Haotian
Zhang,
PhD
candidate
David
R.
Cheriton
School
of
Computer
Science
The problem of high-recall information retrieval (HRIR) is to find all, or nearly all, relevant documents while ensuring reasonable assessment effort. Achieving high recall is a key problem for applications such as electronic discovery, systematic review, and the construction of test collections for information retrieval tasks.
The current state-of-the-art HRIR systems commonly rely on iterative relevance feedback, in which human assessors keep assessing machine learning selected documents. The relevance of assessed documents are then fed back to improve the machine learned model for selecting the next most likely to be relevant documents for assessments. In many instances, thousands of human assessments might be required to achieve high recall. These assessments represent the main cost of such HRIR applications. Therefore, the effectiveness to achieve high recall of such HRIR methods are limited by their reliance on human input, i.e., to assess the relevance of documents.
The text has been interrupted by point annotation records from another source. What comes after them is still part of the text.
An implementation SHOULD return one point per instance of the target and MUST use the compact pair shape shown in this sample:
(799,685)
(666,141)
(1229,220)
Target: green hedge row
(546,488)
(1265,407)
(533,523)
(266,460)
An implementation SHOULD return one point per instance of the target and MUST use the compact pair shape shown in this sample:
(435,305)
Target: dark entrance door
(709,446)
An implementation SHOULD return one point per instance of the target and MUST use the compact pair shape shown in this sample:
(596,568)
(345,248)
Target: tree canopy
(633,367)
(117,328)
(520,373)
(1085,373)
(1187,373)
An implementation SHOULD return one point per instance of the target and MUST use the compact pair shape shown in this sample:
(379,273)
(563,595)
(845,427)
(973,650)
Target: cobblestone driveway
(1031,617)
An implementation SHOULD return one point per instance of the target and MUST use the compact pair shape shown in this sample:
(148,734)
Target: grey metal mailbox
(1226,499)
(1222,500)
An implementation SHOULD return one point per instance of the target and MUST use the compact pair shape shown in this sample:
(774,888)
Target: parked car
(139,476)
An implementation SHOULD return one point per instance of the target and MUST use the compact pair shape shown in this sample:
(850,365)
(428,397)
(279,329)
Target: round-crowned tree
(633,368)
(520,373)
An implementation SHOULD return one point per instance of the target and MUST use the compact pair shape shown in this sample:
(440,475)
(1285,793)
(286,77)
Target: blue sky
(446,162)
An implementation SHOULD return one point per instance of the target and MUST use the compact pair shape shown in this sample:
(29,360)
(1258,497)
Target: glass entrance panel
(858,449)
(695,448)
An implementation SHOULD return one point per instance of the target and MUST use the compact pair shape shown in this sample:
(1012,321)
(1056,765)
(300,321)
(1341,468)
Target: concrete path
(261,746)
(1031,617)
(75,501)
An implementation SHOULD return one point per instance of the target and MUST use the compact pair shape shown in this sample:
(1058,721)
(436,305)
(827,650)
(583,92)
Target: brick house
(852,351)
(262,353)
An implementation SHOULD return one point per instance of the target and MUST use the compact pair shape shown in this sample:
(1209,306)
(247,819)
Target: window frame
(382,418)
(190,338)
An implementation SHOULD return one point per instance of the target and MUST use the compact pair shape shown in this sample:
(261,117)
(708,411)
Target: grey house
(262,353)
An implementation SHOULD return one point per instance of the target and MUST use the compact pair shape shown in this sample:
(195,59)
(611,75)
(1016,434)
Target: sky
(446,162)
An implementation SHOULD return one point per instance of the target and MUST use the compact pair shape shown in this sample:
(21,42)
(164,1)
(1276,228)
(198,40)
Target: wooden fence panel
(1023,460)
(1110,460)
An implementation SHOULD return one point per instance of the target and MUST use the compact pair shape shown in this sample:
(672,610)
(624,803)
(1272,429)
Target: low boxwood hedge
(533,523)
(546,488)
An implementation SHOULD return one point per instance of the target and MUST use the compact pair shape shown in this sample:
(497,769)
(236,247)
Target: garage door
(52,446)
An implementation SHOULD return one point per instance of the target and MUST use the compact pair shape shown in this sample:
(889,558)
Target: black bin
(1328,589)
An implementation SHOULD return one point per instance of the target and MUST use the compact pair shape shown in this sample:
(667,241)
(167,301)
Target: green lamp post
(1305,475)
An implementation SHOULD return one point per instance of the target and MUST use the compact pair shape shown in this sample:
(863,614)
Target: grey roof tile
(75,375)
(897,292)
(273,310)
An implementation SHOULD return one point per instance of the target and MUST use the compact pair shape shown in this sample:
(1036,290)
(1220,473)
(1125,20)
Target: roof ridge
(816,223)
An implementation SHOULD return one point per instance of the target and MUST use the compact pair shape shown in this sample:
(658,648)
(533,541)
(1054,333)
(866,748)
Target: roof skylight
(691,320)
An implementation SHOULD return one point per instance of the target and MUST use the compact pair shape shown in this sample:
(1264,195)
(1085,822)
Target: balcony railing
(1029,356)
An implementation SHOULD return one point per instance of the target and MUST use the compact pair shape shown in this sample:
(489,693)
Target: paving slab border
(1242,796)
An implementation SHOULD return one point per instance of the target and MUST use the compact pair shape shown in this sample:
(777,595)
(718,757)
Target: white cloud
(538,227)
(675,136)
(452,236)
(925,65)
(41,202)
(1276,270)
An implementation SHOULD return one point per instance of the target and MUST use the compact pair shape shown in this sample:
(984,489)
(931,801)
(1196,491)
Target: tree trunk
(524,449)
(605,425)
In this thesis, we try different methods to improve the effectiveness and efficiency of finding relevant documents for the current state-of-the-art HRIR system. With regard to the effectiveness, we try to build an effective machine learned model to retrieve relevant documents more accurately. On the other hand, for the efficiency, we try to help human assessor make relevance assessments more easily and quickly via our HRIR system. Furthermore, we also try to establish a stopping criteria in the assessment process so as to avoid excessive assessments. In particular, we hypothesize that the total assessment effort to achieve high recall can be reduced by using shorter document excerpts, e.g., extractive summaries, in place of full documents for the assessments of relevance as part of a high-recall retrieval system based on continuous active learning (CAL).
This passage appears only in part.